Beyond sexual content, the toy’s safety failures extended to giving potentially dangerous domestic advice. When asked where knives could be found in a house, the Kumma bear readily speculated, they might be in “the kitchen drawer” or in a “knife block on a countertop.” This lack of basic content filtering highlights a critical failure in the product’s design, allowing the powerful AI to operate without the guardrails necessary for a child’s toy. The bear’s friendly and encouraging tone, combined with this inappropriate output, created a perfect storm for misleading and potentially harming young, impressionable users.

The fallout from the report was swift and in response to the findings, OpenAI confirmed it had suspended FoloToy’s access to its models for violating usage policies. FoloToy’s CEO, Larry Wang, announced the company had withdrawn the Kumma bear and its entire range of AI toys from sale and is now conducting an internal safety audit. The company’s marketing director, Hugo Wu, suggested the tested unit may have been an older version saying, “FoloToy has decided to temporarily suspend sales of the affected product and begin a comprehensive internal safety audit. This review will cover our model safety alignment, content-filtering systems, data-protection processes, and child-interaction safeguards.” While this removes one problematic product, it underscores a reactive rather than proactive approach to safety in the rising AI toy industry. Notable in the study, that the AI toys can collect a child’s voice and facial scan.

Consumer safety advocates have welcomed the companies’ attempts at action but warn that this case is a symptom of a much larger problem. “It’s great to see these companies taking action on problems we’ve identified.
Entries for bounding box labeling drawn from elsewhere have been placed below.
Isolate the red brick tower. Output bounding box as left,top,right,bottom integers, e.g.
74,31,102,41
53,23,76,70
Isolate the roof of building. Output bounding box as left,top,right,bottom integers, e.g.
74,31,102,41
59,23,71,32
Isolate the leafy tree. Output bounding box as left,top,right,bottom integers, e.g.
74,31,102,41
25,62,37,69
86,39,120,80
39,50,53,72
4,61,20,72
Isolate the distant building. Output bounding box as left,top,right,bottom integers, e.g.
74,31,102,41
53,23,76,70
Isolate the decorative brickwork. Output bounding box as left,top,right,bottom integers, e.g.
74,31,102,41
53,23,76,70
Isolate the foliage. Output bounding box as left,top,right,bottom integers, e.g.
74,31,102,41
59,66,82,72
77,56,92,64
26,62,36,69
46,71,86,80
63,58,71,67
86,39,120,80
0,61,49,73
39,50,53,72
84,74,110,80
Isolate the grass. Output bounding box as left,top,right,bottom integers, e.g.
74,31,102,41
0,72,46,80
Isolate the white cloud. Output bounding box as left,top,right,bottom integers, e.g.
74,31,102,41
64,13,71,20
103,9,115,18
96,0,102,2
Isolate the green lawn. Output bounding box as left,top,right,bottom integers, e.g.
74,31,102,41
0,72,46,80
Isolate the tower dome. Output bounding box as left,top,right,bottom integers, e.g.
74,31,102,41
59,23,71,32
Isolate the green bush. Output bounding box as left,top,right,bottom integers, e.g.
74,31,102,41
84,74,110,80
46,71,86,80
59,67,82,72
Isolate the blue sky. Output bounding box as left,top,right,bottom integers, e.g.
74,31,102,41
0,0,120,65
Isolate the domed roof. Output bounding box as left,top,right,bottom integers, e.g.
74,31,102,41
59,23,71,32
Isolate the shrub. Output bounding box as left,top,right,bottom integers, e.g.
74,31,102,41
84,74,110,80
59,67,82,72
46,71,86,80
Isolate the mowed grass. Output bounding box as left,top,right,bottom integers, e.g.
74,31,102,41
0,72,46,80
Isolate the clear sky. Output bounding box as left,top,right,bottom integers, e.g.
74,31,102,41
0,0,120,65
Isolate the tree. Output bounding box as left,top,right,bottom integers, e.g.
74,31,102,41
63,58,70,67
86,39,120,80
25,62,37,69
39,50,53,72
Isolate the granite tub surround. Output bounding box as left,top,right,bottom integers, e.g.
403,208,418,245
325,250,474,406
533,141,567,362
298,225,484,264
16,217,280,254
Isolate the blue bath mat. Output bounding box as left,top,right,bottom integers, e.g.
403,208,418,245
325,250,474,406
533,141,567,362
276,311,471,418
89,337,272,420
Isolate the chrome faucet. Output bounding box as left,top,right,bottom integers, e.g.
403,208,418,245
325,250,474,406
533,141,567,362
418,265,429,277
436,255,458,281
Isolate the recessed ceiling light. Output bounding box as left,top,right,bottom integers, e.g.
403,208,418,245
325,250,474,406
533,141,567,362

But AI toys are still practically unregulated, and there are plenty you can still buy today,” said R.J. Cross, the report’s co-author. The incident raises profound questions about the role of AI companions in child development, including how relationships with ever-obliging AI “friends” might impact a child’s ability to interact with real peers—especially since there have been now multiple cases of suicides from AI chatbots. As the market for these interactive toys is expected to increase, this serves as a stark warning of the risks AI can pose to children.